Antioxidants: The Basics

What Are Antioxidants?

Antioxidants are compounds that inhibit oxidation. Oxidation is a chemical reaction that increases the production of free radicals, which causes internal damage to cells. Antioxidants are naturally found in foods in the form of vitamins, minerals, and plant chemicals, specifically vitamins C, E, selenium, and carotenoids.

How Antioxidants Work

Free radicals are unstable and reactive because they have one or more unpaired electrons. In order for substances to be stable, they must contain paired electrons. Antioxidants are the exception. They are stable with unpaired electrons. Thus, they donate an electron to free radicals. As a result, oxidation is inhibited and antioxidants remain stable.

Causes of Free Radicals

Free radicals are caused within the body by environmental exposure to toxins such as pollution or cigarette smoke.

Exposure to free radicals leads to the following:

  • Cell damage, which increases the risk of common health diseases, including heart disease, diabetes, and cancer
  • Attack poly-unsaturated fatty acids in lipoproteins and cell membranes, interfering with cellular transport systems
  • Play beneficial roles in reactions to viruses and bacteria
  • Cause DNA mutations

Likewise, a diet rich in antioxidants will promote your health status.

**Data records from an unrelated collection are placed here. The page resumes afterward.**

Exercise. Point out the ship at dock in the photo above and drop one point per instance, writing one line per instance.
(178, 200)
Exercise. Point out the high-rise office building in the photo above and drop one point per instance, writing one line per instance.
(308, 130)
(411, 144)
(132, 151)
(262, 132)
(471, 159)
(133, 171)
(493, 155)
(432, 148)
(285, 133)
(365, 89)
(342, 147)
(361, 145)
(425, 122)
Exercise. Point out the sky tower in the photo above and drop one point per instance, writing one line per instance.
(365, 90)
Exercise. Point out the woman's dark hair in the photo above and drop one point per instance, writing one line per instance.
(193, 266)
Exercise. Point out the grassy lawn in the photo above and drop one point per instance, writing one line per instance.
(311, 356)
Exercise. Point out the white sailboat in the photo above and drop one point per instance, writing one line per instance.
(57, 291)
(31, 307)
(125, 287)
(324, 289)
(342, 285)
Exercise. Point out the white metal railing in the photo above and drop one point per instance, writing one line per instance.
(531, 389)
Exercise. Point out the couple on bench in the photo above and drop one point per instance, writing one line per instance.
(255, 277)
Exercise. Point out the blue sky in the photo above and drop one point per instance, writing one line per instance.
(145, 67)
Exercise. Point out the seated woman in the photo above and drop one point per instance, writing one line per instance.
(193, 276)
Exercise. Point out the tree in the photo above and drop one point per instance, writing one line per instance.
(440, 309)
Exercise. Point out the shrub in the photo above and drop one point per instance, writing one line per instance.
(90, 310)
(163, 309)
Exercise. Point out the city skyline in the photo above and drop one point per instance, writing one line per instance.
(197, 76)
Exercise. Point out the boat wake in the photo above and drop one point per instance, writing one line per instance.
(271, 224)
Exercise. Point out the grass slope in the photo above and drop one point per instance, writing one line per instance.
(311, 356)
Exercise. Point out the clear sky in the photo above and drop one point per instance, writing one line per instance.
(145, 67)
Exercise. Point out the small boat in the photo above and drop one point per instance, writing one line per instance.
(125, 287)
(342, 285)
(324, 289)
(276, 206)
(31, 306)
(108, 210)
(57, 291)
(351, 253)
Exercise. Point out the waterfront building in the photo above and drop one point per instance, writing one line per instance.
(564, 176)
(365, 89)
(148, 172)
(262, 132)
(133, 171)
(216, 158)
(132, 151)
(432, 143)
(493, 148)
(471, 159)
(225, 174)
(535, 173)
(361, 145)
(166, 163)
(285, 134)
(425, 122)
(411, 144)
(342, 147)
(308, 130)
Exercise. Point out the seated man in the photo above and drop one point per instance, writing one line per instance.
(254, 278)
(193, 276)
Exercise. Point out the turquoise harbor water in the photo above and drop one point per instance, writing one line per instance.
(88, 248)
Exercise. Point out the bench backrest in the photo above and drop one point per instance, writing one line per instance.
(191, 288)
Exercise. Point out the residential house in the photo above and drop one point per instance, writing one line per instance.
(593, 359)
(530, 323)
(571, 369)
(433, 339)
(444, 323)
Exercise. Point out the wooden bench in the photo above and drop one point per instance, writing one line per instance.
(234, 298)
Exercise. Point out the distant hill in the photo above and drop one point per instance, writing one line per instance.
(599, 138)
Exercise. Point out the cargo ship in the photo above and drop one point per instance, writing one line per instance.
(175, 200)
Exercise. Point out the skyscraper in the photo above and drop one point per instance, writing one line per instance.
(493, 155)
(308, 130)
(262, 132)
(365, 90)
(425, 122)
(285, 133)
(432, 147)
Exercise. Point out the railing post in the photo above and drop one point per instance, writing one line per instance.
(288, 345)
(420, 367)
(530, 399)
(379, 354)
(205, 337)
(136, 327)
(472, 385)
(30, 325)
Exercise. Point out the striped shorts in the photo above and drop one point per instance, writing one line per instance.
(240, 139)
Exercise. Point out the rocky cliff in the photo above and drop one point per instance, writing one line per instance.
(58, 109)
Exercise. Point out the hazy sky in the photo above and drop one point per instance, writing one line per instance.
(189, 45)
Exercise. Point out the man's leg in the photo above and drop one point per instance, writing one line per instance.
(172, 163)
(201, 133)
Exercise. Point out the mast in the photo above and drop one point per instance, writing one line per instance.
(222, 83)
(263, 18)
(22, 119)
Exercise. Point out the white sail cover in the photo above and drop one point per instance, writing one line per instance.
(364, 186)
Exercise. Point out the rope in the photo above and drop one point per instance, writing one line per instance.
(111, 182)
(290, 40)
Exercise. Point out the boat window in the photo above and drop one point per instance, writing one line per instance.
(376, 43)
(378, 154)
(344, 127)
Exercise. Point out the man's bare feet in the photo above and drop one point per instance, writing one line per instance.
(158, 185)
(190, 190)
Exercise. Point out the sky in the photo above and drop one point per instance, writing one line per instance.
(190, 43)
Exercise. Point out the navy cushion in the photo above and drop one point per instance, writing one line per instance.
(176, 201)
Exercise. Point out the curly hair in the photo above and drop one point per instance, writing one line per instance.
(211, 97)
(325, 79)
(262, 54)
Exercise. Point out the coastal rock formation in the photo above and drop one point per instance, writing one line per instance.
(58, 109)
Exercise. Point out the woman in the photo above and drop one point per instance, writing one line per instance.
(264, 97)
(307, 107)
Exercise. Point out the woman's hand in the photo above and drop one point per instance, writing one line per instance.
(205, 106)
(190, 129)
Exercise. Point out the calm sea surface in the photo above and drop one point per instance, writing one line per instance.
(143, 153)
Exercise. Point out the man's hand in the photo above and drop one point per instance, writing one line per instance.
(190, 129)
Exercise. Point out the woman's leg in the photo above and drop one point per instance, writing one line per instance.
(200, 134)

Including Antioxidants to Your Diet

Antioxidants are in a large variety of food! The best way to increase antioxidants is to eat a wholesome diet that includes a variety of vegetables, fruits, whole grains, meat, poultry, and healthy fats. Try your best to eliminate refined foods.

Below are a few examples:

Vitamin C

  • Blueberries
  • Strawberries
  • Citrus fruits
  • Tomatoes
  • Brussels sprouts
  • Broccoli
  • Cauliflower
  • Spinach

Vitamin E– foods that contain fat

  • Vegetable oils and spreads: Canola, olive, sunflower
  • Nuts and seeds: Sunflower seeds, almonds, peanuts
  • Avocado

Carotenoids– mostly red and orange fruits and vegetables

  • Papaya
  • Peach
  • Melon
  • Squash
  • Yam
  • Peppers


  • Organ and muscle meats
  • Milk and yogurt

In conclusion, whole foods contain a variety of antioxidants. Try your best to make wholesome choices and eliminate refined foods.